Jalan menuju tempat penyebrangan melewati pasar tempat penjualan aksesoris dan suvenir untuk oleh-oleh dari bukit lawang. Segala jennis suvenir ada dijual disini, mulai dari baju, tas, sepatu, sandal, patung dan ukiran, gelang, cincin, kalung, gantungan kunci, pulpen, lukisan, topeng dan masih banyak lagi, dn semuanya berbau orang utan pastinya ( bukan bau badan orang utan ya, haha, tapi maksudnya semuanya ada ciri khas orang utannya). Makanan dan minuman juga tersedia, tinggal siapkan uang yang banyak aja agar bisa menikmati semua yang kita inginkan. Dan memang semua makanan dan minuman yang dijual harganya lebih mahal dari biasanya, maklum lah tempat wisata. Kami pun tak lupa membeli oleh-oleh, sepupu dan bibi ku membeli baju. Aku membeli gantungan kunci winnie the pooh, gelang dan pulpen dari bahan bambu bertuliskan bukit lawang dan bisa ditulis dengan nama kita juga. Jadi, sambil lewat sambil belanja oleh-oleh deh.
  • Ayo belanja


Ini jembatan tempat Bapak ku tadi berphoto, dan saking tingginnya kamer harus di zoom karena aku moto dari bawah. Dan kami pun kembali berphoto disini sambil mau jalan-jalan dijembatan paling tinggi disini. Eh belum sampai ditengah, aku, mamakku dan bibiku udah balik karena pusing, mual dan ngeri saat ngeliat ke bawah. Waduh, aku langsung parno dan ngayal ga jelas. Aku bayangkan kalo ni jembatan putus, kami bakal nyemplung dan hanyut terbawa arus sungai.
Tapi bapak ku, sepupu, ponakan dan seorang bibi ku malah nyantai menikmati pemandangan dari atas jembatan. Dan mereka ga ngerasa takut, mual dan pusing sama sekali, salut dah.
Tapi tetap aja, selalu ada kesempatan buat berpose manis, haha. Dan setelah puas berphoto, kami pun melanjutkan perjalanan.






  • Pose lagi, haha
  • Hati-hati turunnya buuu...
  • Emak dan Anak gaya terus
  • Gaya ni ye pak, haha
  • Pepohonan dan Sungai yang indah






Kami pun akhirnya sampai ditempat penyebrangan, cukup jauh juga dari pondok menuju kemari. Mungkin sekitar 1 km. Namun karena jalannya nyantai, sambil belanja dan photo-photo, makanya ga terasa.
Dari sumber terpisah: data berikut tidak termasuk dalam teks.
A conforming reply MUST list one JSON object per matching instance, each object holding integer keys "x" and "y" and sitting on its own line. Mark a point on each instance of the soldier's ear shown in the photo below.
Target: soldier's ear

Sesampainya disana, petugas pemandu mengatakan kami harus menunggu. Karena masih ada rombongan wisatawan lainnya yang mau naik gunung juga namun mereka belum sampai. Kami pun memutuskan untuk berphoto lagi sambil melihat-lihat alam sekitar yang indah. Ternyata disini sungainya lebih lebar dan lebih indah juga bersih. Karena tidak ada orang yang mondok disini. Karena disini cuma tempat nyebrang, penginapan dan ada beberapa warung kopi. Tidak ada pondok dan orang yang mandi-mandi disini, paling ada hanya orang yang main ban dan melihat air terjun.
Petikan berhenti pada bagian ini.